Methodology
The framework these essays use is called Two Approaches. It treats a film as a story about a protagonist who tries one approach to a problem, hits a midpoint, and either revises the approach or doesn't. The framework's job is to make that arc legible at the level of specific scenes — not three acts but ten rivets, plus a quadrant assignment that locates the film in a small typology of outcomes. The rivets are the structure; the rest is decoration.
The rivets
Ten structural pivots, in order, partition the film:
Equilibrium — the protagonist's stable starting state, including the trait or limitation the film will eventually test. Inciting Incident — the bounded scene that introduces the problem. Resistance — the protagonist's first refusal, hesitation, or attempt to handle the problem with their existing tools. Commitment — the bounded scene where the protagonist takes on the problem, irreversibly. Rising Action — the stretch where the initial approach is being applied with apparent success.
Midpoint — the bounded scene where the initial approach is revealed as insufficient, or where new information forces a revision. Falling Action — the stretch where the revised approach is being applied, often with mounting stakes. Climax — the bounded test of the revised approach, the scene that answers whether it works. Wind-Down — the falling pressure after the test. New Equilibrium — the stable state the protagonist arrives at, which may or may not match what they were aiming for.
Each rivet is a single scene or short intercut sequence, not a stretch of the film. The Climax is the test, not the decision to face the test. The Midpoint is the revelation, not the scene that follows from it.
The quadrants
Two questions about every film, asked at the level of the protagonist's initial approach:
Were better tools available? Could the protagonist, in principle, have done this with skills, allies, or resources they didn't initially deploy? Was the initial approach sufficient? If they had stuck with it without revision, would the film have ended in success?

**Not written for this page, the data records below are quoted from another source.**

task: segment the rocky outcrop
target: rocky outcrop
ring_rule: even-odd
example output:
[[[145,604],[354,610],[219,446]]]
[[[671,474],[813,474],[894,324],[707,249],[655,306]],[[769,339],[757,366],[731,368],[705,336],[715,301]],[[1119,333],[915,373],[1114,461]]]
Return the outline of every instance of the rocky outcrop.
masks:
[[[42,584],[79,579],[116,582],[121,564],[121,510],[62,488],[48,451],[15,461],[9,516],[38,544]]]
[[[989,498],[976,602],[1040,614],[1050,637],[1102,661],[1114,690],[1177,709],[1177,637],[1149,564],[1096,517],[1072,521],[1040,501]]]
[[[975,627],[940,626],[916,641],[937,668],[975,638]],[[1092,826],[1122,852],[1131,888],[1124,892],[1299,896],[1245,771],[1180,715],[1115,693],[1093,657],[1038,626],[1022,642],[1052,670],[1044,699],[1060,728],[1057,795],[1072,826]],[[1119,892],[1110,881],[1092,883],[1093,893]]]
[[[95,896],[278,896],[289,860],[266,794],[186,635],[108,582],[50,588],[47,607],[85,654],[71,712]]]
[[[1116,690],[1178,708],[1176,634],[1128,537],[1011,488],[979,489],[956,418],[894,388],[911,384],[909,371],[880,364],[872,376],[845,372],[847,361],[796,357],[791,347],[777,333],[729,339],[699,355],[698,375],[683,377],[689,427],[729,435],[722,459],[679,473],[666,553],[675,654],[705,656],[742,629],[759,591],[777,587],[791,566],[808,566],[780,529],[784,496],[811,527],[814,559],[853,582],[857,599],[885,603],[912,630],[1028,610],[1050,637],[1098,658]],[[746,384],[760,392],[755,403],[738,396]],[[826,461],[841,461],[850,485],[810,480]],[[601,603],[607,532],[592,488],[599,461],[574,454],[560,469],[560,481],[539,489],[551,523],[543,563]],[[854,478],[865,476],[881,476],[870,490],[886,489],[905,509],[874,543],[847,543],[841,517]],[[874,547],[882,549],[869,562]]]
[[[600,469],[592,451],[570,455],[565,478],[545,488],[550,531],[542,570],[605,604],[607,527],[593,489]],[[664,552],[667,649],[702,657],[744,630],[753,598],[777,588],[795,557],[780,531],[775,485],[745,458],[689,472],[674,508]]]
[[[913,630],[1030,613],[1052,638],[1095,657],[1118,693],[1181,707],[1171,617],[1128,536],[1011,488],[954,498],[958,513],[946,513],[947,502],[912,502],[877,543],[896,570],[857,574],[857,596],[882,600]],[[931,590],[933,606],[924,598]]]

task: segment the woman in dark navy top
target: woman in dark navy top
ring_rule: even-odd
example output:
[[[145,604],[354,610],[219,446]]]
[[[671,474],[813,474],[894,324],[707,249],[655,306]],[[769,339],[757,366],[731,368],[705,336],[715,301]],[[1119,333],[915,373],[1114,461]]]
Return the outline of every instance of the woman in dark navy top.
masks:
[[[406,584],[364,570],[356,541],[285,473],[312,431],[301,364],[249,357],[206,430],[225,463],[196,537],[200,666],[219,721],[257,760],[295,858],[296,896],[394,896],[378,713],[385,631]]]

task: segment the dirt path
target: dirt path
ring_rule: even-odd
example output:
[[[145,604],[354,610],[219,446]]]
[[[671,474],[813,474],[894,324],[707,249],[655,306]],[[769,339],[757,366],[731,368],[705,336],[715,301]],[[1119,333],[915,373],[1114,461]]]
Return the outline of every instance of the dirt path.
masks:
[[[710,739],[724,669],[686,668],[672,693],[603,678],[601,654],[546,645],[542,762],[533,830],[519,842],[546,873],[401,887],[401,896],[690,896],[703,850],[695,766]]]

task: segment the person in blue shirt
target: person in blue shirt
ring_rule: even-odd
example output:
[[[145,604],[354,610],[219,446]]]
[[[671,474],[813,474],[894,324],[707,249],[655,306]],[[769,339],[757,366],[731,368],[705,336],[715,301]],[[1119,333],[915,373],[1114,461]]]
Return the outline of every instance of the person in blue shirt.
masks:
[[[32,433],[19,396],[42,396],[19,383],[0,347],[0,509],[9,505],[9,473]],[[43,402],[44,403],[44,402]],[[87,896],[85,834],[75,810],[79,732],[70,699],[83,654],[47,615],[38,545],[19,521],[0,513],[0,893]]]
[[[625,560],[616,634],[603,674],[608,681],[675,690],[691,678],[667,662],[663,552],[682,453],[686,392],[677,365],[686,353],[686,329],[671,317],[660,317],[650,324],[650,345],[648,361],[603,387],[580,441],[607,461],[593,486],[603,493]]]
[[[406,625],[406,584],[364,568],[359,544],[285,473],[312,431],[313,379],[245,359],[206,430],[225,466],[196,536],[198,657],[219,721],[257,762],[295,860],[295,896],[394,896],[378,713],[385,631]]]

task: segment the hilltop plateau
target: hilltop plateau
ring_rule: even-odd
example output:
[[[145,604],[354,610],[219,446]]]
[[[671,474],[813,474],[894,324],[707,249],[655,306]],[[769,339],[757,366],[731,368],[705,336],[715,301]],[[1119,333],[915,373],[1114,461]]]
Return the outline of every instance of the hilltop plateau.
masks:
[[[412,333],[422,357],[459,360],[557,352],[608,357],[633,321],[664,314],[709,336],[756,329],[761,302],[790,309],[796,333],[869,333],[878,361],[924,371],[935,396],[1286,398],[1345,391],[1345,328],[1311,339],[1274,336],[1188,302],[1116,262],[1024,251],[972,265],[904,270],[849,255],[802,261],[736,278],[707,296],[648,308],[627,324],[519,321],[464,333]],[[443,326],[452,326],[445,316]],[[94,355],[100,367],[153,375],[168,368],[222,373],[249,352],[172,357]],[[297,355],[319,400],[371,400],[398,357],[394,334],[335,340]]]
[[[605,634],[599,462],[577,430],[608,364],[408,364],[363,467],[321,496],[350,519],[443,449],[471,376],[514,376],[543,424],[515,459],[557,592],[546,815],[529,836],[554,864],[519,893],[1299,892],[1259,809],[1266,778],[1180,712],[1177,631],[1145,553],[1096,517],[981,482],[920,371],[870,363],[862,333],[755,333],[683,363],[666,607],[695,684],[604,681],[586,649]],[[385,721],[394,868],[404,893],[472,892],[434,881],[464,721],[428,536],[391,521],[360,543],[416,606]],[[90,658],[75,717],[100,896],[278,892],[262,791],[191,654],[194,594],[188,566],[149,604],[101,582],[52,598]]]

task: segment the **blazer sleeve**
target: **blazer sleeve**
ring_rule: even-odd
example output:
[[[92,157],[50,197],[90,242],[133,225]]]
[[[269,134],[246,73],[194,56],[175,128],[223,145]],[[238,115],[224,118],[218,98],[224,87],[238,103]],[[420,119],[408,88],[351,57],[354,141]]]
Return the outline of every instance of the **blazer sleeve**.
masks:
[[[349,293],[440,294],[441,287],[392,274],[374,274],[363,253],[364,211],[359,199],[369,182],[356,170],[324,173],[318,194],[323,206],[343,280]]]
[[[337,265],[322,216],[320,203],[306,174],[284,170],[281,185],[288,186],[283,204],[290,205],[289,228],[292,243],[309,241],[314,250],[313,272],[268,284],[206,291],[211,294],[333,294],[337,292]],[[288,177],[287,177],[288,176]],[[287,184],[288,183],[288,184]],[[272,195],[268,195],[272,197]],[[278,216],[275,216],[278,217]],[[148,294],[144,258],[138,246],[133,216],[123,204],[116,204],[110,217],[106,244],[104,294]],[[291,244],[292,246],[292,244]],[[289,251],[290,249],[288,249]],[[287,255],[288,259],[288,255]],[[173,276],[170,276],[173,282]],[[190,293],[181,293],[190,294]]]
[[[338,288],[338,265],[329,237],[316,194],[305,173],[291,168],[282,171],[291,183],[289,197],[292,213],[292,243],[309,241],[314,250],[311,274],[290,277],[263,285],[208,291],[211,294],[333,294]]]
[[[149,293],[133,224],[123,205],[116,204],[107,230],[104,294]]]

The crossing of those two axes gives four quadrants. Better tools, sufficient is the classical comedy or redemption arc — the protagonist had what they needed, found it, and the story is the finding. Better tools, insufficient is the tragedy of unused capacity — the protagonist had the means and didn't reach for it, or reached too late. No better tools, sufficient is the hero story — the protagonist did the best anyone could have done, and it was enough. No better tools, insufficient is the true tragedy — the protagonist did everything available, and the world wasn't built for them to win.
The quadrant is named in the first paragraph of every essay. It's not a label; it's a claim about what kind of story the film is.
Values, strategy, tactics
Below the rivets, the framework distinguishes three levels of revision the protagonist might make at the midpoint:
Tactics change when the protagonist tries a different specific maneuver while pursuing the same plan. Strategy changes when they abandon the plan for a different plan toward the same goal. Values change when they reach the goal itself and reject it — when the midpoint reveals not a flawed approach but a flawed objective.
Most films revise at one of the three levels. The interesting cases revise at one level while pretending to revise at another. A film that looks like a values story but is really a strategy story tells you something about the genre it's in; a film that looks like a tactics story but is really a values story is usually the most interesting one in its decade.
Verification
Every beat in every essay's underlying breakdown is verified against the film's subtitle file as ground truth. The screenplay is consulted as a secondary source — useful for intent, untrustworthy for what's actually on screen. Discrepancies between screenplay and finished film are noted, not smoothed over. Quotes are checked against their alleged sources. Claims that can't be verified are flagged in place rather than removed; a flagged uncertainty is more useful than a confident fiction.
What this is not
It is not three-act structure with new vocabulary. It is not Save the Cat. It is not Yorke's five-act variant or Snyder's beat sheet. Those frameworks are useful for screenwriters; this one is built for readers, and it's specifically designed to make visible the films those frameworks struggle with — films whose midpoints are buried, whose climaxes precede their windups, whose protagonists revise at a level the standard frameworks don't have a name for.
The full framework lives at the wiki, in two-paths-framework.md. The essays here are what happens when it gets pointed at specific films.